Las revistas científicas
Algo parecido sucede con las revistas científicas que publican las investigaciones de los científicos, y cuyo funcionamiento sigue unas normas, como el de la revisión por pares, que busca lograr la máxima objetividad, para que solo lo que verdaderamente suponga un avance pueda ser conocido por el resto de la comunidad científica. Sin embargo, la extrema dependencia de las publicaciones en las carreras de los científicos ha llevado a que surjan toda una serie de prácticas más cercanas a la picaresca y al establecimiento de un negocio abusivo por parte de las editoriales que, de nuevo, vuelve a dejar fuera a los científicos de países, instituciones y disciplinas con menores recursos.
«La ciencia no solo no sigue el sentido común, sino que llega a contradecirlo, lo que la hace frágil»
Además, no solo se trata de fraudes intencionados. Las conclusiones de un trabajo pueden verse también distorsionadas por sesgos propios de quienes la realizan, como los de confirmación (ver solo aquellos datos que parecen confirmar la idea previa del investigador), los ideológicos, o los motivados por conflictos de intereses que comprometen la necesaria objetividad. Y a la vez, hay ciencia que no cumple los requisitos establecidos por el método científico y sus sistemas de validación, a la vez que la presión por publicar lleva a que vean la luz trabajos sin demasiado interés, con el caso extremo de reconocidos científicos que llegan a caer en afirmaciones pseudocientíficas o que no resisten ningún análisis mínimamente racional.


Y luego están las prácticas que, simplemente, son inaceptables desde el punto de vista ético, como los experimentos con humanos, los realizados en países pobres y con un menor control por parte de las instituciones, los experimentos con animales que no respetan las cada vez más exigentes condiciones establecidas por los acuerdos internacionales sobre la ética y dignidad animales, o las nuevos retos que ofrecen campos de vanguardia que se adentran en territorios hasta ahora inexplorados y de enormes consecuencias, como todos los referidos a la genética o la inteligencia artificial.
Frente a todos estos problemas, la buena noticia es que se está produciendo una reacción que busca racionalizar la gestión de la ciencia, atacar los problemas de discriminación y de ética, aumentar la transparencia y promover una ciencia ciudadana en la que el público puede participar en procesos como el de la recogida de datos.
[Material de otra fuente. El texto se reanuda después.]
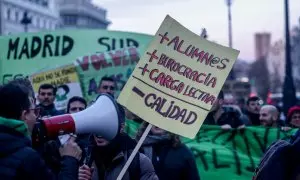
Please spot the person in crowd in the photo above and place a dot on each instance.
(76, 104)
(17, 158)
(226, 117)
(46, 97)
(107, 85)
(50, 150)
(241, 102)
(293, 117)
(253, 109)
(171, 158)
(109, 157)
(269, 116)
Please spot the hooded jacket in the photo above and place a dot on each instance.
(19, 161)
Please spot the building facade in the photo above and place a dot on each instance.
(44, 15)
(82, 14)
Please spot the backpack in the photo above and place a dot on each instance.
(134, 169)
(278, 162)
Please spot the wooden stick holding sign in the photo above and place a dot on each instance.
(134, 152)
(146, 132)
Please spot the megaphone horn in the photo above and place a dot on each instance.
(102, 118)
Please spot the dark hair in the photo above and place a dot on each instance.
(65, 87)
(221, 95)
(76, 98)
(25, 82)
(254, 98)
(48, 86)
(14, 98)
(106, 78)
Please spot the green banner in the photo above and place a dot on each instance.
(228, 154)
(26, 54)
(117, 64)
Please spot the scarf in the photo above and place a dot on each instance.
(17, 125)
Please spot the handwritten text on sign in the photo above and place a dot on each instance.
(178, 79)
(117, 64)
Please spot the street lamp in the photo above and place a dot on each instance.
(289, 92)
(25, 21)
(229, 3)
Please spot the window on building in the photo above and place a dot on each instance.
(38, 22)
(8, 14)
(17, 15)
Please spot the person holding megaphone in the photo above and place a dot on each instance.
(18, 160)
(106, 157)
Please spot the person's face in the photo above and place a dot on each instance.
(295, 119)
(60, 92)
(76, 106)
(157, 131)
(254, 107)
(29, 116)
(46, 97)
(108, 87)
(265, 117)
(100, 141)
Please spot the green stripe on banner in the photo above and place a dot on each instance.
(227, 154)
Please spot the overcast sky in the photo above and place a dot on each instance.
(248, 17)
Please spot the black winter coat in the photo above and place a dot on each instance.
(19, 161)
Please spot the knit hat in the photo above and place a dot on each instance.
(291, 111)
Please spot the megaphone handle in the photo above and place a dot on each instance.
(137, 147)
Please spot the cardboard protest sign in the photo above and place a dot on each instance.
(177, 79)
(64, 78)
(25, 54)
(117, 64)
(227, 154)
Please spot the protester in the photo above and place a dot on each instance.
(171, 159)
(107, 85)
(226, 117)
(50, 149)
(269, 116)
(253, 108)
(46, 97)
(17, 159)
(76, 104)
(293, 117)
(110, 157)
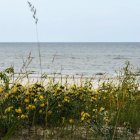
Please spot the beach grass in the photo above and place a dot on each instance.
(66, 110)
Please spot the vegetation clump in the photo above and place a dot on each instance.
(110, 111)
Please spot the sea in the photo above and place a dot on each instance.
(69, 58)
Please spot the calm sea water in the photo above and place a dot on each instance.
(71, 58)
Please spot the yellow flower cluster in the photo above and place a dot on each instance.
(9, 109)
(84, 115)
(31, 107)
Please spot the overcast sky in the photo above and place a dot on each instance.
(71, 21)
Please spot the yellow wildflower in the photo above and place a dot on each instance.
(49, 112)
(18, 110)
(42, 105)
(14, 89)
(31, 107)
(40, 111)
(93, 98)
(1, 89)
(35, 100)
(9, 109)
(26, 100)
(71, 121)
(66, 99)
(27, 93)
(24, 116)
(84, 115)
(41, 97)
(101, 109)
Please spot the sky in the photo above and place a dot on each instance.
(70, 21)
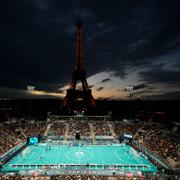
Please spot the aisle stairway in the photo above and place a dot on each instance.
(66, 131)
(47, 129)
(92, 134)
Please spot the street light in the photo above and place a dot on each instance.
(30, 89)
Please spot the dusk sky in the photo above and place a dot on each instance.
(126, 43)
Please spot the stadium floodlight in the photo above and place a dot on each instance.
(30, 89)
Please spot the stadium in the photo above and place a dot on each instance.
(87, 147)
(120, 121)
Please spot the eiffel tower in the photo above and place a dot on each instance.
(79, 99)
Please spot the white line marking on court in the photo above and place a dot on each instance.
(100, 155)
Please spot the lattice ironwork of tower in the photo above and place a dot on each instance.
(78, 99)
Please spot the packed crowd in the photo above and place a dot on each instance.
(101, 128)
(158, 141)
(57, 129)
(81, 126)
(12, 133)
(86, 177)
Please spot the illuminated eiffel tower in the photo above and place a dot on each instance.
(79, 99)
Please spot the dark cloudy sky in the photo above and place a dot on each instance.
(126, 43)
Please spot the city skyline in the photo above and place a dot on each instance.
(125, 44)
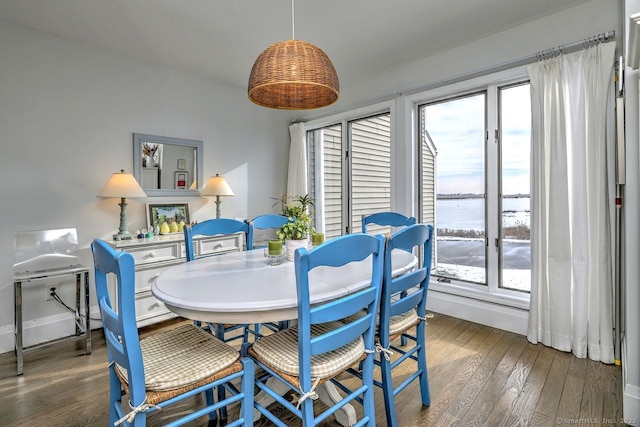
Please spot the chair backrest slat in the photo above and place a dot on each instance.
(214, 227)
(121, 330)
(392, 219)
(334, 253)
(409, 291)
La clave, en definitiva, pasa por bajar la marcha, y desarrollar una ciencia menos esclava de la necesidad de resultados positivos inmediatos.
“Las buenas noticias”, concluyen los autores, es que han sido diversos agentes, individuales, colectivos e institucionales, del propio sistema quienes han identificado los males y han empezado a poner y a aplicar remedios. Porque, efectivamente, los males de la ciencia tienen remedio. Y es muy bueno que así sea”.